María’s comment on: Artificially Engineered Protein Hydrogels Adapted from the Nucleoporin Nsp1 for Selective Biomolecular Transport

Maria Luisa Adrover


MLAC blog image 18-05

The main goal of the article by the Olsen group is to present a new protein hydrogel composed of nucleoporin like polypeptides that allow a selective transport of biomolecules into the formed hydrogel. The engineering of this system was inspired by the selectivity of the protein matrix in the nuclear pore complex. The nuclear pore complex is composed of nucleoporins like Nsp1 (16 repeats of a 19 amino acid sequence). These are proteins containing Phe-Gly (FG) repeats that contribute to specific binding of the nuclear transport receptors. The authors took advantage of the finding that individual nucleoporins can form hydrogels in vitro. They designed three different nucleoporin-like polypeptides (NLP) using pentameric (P) coiled-coil domains in the C and N terminus of the polypeptide: P-1NLP-P, P-2NLP-P and P-cNsp1-P (the original nucleoporin).

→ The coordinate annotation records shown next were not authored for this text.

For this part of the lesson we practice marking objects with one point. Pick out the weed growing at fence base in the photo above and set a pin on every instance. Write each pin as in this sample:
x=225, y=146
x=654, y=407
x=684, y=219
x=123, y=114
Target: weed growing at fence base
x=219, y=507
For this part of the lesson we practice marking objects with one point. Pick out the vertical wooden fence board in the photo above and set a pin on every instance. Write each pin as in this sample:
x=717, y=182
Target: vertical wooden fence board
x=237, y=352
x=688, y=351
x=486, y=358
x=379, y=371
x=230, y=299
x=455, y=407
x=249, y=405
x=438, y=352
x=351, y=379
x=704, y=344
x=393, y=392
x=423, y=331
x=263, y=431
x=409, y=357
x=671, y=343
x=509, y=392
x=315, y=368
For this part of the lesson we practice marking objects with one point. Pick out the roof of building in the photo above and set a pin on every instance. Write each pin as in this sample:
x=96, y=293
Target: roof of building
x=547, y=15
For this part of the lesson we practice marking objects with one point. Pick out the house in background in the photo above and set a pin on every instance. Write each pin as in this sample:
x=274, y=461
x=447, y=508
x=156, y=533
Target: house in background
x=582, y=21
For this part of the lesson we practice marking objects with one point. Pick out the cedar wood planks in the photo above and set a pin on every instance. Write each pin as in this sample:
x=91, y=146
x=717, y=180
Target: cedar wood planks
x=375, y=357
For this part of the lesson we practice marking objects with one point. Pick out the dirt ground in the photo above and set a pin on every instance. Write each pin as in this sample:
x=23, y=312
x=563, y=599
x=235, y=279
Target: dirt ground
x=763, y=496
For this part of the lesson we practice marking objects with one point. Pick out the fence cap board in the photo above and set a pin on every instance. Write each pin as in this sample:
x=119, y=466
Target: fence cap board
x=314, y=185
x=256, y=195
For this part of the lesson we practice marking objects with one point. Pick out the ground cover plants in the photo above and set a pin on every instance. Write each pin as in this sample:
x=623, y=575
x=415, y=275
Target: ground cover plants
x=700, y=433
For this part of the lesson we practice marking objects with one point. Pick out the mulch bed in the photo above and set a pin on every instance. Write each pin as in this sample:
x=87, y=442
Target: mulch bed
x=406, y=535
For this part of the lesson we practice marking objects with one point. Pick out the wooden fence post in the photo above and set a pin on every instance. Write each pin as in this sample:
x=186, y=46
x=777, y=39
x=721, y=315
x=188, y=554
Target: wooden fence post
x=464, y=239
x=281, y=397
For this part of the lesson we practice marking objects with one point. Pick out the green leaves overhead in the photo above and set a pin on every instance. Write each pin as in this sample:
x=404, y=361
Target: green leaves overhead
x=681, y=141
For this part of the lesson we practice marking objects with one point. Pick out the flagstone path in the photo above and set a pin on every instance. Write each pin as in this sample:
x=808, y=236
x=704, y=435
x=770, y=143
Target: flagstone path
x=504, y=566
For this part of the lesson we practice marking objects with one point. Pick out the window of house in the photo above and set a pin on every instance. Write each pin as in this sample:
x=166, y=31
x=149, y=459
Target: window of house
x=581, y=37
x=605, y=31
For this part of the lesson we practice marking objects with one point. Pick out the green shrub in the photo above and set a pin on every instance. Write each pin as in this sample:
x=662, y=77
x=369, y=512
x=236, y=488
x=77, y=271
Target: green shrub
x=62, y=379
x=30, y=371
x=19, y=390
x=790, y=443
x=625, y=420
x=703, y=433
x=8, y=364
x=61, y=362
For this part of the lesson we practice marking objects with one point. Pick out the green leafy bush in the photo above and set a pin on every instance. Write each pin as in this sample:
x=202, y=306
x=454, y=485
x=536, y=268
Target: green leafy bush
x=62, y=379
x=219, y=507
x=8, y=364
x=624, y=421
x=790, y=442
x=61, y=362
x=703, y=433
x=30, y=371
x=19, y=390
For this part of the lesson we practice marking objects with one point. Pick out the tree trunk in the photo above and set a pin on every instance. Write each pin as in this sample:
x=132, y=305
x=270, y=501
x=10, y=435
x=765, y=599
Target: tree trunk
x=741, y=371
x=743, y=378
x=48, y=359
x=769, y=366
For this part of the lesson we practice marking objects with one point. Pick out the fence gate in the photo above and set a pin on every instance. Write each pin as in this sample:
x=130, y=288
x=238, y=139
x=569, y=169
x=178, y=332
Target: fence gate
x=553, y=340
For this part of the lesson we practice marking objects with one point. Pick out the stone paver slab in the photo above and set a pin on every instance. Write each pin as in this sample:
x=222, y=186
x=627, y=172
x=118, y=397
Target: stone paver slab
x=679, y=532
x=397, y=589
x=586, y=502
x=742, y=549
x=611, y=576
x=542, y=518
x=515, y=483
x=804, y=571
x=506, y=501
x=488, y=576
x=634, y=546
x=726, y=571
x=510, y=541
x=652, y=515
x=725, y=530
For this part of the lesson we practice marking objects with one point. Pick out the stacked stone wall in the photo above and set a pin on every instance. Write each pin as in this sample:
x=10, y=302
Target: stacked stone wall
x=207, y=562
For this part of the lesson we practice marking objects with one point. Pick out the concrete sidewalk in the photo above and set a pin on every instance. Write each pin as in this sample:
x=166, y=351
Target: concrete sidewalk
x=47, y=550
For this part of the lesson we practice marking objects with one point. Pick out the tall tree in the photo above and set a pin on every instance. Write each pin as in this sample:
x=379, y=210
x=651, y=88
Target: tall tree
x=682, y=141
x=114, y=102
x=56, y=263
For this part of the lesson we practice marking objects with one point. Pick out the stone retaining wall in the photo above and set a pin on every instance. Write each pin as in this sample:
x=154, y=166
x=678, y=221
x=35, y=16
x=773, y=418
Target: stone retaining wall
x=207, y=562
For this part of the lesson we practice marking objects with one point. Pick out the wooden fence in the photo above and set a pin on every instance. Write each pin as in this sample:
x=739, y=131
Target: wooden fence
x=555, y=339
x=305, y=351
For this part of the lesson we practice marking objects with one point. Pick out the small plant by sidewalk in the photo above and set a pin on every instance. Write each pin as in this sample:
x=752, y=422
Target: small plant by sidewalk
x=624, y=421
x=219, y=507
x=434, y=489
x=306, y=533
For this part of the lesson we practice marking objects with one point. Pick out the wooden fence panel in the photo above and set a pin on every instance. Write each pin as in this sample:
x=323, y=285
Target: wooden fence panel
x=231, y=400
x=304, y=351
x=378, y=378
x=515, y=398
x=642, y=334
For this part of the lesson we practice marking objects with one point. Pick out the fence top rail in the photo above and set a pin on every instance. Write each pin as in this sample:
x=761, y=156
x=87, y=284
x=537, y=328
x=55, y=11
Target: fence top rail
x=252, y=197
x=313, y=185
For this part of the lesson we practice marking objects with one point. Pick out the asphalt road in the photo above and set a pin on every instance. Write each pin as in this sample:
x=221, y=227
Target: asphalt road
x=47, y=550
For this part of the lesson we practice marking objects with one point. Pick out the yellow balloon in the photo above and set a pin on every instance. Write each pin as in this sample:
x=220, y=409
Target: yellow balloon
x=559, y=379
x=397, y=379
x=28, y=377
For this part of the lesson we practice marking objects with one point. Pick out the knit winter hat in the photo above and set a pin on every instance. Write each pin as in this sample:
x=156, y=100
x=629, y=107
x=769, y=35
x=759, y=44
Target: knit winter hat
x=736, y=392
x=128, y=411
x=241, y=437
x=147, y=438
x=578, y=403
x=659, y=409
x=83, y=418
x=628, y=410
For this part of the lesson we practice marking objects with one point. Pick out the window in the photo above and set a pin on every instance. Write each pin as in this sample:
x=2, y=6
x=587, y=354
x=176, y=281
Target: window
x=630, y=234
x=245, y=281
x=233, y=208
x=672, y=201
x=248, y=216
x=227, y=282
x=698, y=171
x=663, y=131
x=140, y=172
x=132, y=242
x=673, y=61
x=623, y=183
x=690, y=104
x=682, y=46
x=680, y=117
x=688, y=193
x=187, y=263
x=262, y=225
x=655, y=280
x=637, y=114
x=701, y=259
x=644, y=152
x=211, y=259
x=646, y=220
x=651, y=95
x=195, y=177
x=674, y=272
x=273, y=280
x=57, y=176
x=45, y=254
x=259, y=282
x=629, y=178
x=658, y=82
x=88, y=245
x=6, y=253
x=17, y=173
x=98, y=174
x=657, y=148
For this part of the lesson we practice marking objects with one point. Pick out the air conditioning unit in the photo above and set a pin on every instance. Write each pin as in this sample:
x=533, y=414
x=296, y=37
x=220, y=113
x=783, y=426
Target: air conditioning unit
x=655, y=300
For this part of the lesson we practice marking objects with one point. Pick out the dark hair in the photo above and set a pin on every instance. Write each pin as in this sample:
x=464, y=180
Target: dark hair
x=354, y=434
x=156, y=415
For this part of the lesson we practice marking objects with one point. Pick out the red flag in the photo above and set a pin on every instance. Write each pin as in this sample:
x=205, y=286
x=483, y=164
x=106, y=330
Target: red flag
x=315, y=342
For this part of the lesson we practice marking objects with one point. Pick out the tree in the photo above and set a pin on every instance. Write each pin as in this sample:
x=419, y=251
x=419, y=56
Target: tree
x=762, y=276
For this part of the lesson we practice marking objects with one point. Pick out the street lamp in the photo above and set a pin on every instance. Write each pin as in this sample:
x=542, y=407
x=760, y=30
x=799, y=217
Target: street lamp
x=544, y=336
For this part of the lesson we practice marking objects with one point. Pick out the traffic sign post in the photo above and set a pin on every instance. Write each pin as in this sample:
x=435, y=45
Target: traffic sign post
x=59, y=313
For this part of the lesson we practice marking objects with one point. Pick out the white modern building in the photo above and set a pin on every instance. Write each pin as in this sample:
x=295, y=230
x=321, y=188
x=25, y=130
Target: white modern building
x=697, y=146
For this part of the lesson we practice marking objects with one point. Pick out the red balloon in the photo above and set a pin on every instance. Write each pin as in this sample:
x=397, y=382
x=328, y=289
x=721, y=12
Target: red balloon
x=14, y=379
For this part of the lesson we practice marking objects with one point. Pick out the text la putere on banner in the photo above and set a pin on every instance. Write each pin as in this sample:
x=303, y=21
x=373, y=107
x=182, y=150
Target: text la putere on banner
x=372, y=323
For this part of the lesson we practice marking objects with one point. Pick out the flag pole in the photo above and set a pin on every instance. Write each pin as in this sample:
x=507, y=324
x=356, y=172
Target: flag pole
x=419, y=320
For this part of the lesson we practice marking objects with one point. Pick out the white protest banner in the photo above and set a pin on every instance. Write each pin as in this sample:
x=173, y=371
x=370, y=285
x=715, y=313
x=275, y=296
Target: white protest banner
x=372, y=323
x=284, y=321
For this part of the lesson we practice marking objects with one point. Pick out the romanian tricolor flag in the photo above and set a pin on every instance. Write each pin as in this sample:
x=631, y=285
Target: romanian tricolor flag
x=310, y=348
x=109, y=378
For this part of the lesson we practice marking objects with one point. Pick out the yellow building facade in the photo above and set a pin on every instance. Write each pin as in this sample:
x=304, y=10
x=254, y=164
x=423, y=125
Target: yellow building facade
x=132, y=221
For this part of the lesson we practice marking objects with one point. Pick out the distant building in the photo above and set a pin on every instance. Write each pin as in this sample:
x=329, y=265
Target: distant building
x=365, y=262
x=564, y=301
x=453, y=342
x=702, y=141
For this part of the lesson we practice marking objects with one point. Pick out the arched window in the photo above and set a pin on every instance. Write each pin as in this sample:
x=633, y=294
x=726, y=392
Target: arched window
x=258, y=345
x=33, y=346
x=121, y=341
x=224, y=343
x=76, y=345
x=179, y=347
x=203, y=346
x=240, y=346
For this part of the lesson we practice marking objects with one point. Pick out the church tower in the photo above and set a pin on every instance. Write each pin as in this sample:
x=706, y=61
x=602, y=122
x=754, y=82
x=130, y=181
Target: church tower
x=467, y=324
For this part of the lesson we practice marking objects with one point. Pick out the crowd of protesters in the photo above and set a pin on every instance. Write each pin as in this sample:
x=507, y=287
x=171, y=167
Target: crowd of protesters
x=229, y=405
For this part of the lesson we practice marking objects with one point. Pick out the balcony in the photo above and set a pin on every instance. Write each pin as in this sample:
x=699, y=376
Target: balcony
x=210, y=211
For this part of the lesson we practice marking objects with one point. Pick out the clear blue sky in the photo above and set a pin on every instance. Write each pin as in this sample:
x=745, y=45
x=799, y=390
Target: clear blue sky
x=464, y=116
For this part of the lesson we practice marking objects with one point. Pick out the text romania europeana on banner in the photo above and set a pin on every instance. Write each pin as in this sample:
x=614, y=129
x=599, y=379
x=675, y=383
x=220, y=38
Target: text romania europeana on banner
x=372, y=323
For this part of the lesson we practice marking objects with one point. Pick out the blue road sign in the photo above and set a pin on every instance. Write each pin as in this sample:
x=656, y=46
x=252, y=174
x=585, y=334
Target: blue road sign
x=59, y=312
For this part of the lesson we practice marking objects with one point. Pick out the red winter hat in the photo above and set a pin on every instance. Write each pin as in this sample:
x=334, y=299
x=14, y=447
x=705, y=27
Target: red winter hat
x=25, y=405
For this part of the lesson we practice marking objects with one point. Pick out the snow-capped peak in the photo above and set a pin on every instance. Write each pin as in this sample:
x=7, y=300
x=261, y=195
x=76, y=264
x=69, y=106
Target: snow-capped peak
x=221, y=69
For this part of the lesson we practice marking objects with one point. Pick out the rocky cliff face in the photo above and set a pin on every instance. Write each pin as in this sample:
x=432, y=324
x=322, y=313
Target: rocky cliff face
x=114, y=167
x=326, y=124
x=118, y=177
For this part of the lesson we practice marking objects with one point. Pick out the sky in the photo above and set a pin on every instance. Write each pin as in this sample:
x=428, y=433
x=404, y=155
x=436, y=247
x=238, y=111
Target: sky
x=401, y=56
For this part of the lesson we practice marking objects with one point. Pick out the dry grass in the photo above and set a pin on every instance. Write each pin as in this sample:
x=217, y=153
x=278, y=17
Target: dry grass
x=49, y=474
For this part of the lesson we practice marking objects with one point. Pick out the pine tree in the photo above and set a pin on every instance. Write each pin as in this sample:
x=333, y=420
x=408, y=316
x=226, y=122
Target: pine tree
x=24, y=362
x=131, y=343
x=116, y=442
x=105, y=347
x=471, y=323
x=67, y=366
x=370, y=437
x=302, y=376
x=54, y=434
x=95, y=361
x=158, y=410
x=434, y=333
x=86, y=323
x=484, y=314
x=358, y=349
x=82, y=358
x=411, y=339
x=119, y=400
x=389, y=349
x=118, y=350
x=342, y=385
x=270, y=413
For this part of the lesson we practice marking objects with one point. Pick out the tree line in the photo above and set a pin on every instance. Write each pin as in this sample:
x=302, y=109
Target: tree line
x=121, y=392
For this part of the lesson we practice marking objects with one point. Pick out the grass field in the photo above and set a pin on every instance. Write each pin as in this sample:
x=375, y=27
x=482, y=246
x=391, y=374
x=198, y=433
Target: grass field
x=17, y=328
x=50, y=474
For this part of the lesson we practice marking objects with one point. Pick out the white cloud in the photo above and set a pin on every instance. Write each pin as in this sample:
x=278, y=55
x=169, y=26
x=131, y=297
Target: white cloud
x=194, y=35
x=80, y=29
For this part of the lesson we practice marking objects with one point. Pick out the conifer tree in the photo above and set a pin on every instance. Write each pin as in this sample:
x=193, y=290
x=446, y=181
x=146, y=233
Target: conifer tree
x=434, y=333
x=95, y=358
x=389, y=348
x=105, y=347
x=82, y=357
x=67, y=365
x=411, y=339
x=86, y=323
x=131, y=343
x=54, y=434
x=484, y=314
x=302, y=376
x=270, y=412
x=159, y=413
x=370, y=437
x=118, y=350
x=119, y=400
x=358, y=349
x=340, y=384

In their experiments, they conducted rheology studies (using oscillations as a type stress) to evaluate the flow properties of the protein hydrogel. They found that the hydrogel in behaves in some cases as a viscous liquid (when G“ > G`) while in other cases it behaves as an elastic solid (when G` > G“). Also, they noticed by adding hexanediol, the FG repeats were weakened making the hydrogel less elastic. Another study was done using Raman spectroscopy too see any changes in the peaks of the spectra. They saw that by adding hexanediol there was a reduction the Phe vibrational mode of 486 cm-1 meaning that the FG repeats where indeed being disrupted. Lastly, using capillary experiments they studied the selective transport of the protein hydrogels. They studied the selectivity of the biomolecules measuring the fluorescence intensity of: Importin β, IBB-MBP-EGFP (Importin β binding with maltose binding protein and enhanced green fluorescent protein) and MBP-mCherry. Fluorescence studies showed that Importin β was diffused inside P-cNsp1-P hydrogel with the highest intensity, followed by P-2NLP-P and lastly P-1NLP-P. Interestingly, they showed that just by changing one amino acid (Serine to Aspartic Acid) the selectivity for Importin β changed. This suggested that small changes to the nucleoporin like polypeptides affects the selectivity. Adding 10% hexanediol to P-2NLP-P barely showed fluorescence mainly due to the FG disruptions mentioned before. Finally, a successful engineering of hydrogels was achieved showing a high selectivity just like the natural nucleoporin system. A relatively simple polypeptide chain just like the cNsp1 allow the design of nucleoporin-like polypeptides as selective as the protein matrix found inside the nuclear pore complex.